Manitoba sunflower harvest underway

The harvest of sunflowers in Manitoba is moving along, but there are still some fields standing, waiting to be combined.
 
The harvest may be nearly complete in the Red River Valley, but further north it was only two thirds done at the end of October, Mike Durand, sales and purchasing manager at Nestibo Agra in Deloraine, Manitoba, said.
 
“Farmers were hoping to harvest at lower moisture, and it hasn’t really been happening for them, so they’re pulling it off just now,” he said. “It’s coming off big time these days.”
 
Durand added that the pace of the harvest was about average, but behind compared to 2012.
 
The quality of the crop that has been harvested so far seems to be fairly good, despite earlier concerns about wet weather causing disease problems.
 
“With the wet weather in the fall we usually having some issues with sclerotinia or head rot, so usually we have quality concerns,” said Durand. “But, those concerns didn’t materialize into any quality issues.”
 
Yields also seem to be good so far, Durand said, adding that farmers are content with production.

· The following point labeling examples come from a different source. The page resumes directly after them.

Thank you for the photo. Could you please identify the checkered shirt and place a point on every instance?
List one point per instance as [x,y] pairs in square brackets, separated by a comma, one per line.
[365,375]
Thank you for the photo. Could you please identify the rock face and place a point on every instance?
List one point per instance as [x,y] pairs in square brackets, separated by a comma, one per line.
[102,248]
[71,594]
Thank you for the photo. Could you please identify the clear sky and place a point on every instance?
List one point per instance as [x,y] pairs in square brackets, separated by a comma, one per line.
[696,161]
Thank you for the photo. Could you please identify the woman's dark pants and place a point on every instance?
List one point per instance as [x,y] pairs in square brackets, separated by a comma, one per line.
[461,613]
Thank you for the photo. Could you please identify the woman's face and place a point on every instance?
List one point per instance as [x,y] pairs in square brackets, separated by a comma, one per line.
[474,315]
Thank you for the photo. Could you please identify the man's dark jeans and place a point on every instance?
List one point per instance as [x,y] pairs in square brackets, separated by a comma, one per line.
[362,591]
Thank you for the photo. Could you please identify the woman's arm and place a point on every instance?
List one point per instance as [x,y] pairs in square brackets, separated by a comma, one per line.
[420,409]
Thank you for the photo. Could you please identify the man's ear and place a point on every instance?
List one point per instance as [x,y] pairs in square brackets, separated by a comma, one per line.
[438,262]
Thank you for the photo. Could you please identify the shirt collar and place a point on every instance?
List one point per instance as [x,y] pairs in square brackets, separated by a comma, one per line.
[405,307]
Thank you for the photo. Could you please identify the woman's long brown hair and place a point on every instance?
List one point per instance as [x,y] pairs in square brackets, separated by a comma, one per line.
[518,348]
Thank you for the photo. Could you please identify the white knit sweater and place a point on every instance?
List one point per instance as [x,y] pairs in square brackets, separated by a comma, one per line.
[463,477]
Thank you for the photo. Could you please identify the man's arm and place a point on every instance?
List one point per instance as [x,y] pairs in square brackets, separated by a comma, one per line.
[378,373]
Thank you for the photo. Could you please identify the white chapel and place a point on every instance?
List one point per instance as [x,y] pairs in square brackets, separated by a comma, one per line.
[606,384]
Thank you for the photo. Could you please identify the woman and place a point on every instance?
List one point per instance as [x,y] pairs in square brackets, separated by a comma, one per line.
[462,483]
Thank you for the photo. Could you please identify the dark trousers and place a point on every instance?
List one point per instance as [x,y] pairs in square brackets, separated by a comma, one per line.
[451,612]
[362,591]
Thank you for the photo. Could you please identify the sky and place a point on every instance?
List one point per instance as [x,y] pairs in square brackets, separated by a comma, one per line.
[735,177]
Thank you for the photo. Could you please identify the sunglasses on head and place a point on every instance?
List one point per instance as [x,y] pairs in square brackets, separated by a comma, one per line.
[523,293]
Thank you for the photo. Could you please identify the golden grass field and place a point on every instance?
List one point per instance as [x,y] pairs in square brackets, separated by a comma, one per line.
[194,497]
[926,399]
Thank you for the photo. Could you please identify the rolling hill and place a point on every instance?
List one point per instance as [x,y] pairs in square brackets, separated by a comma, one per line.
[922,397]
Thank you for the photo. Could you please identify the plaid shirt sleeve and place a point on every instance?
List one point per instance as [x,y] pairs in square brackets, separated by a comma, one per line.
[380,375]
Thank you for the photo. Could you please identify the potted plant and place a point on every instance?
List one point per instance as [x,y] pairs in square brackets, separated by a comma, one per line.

Yields are mostly above average, though not as good as in 2012, when they were “phenomenal”, he added.
 
Prices for both confectionary and oil types of sunflowers are fairly good for farmers, though prices for the oil type have fallen along with other North American oilseed markets. Prairie Ag Hotwire shows western Canadian oil sunflowers at 20 cents per pound as of late October 2013, down about 5 cents from the same time in 2012.
 
Confectionary prices are holding steady, and are expected to stay fairly strong due to tight supplies and good export demand, said Durand.
 
FarmLink Marketing Solutions, a Winnipeg grain marketing firm, estimated in a recent release that Canadian sunflower acres would increase to 150,000 acres in 2014/15, from 120,000 in 2013/14.
 
Durand noted that it’s possible for acreage to increase in the spring, but it’s still a little bit too early to know what farmers will do for sure.
 
“The price of corn has come down dramatically in the last few months, and so that should help us (gain acres) as long as we can maintain a good price for sunflowers,” he said.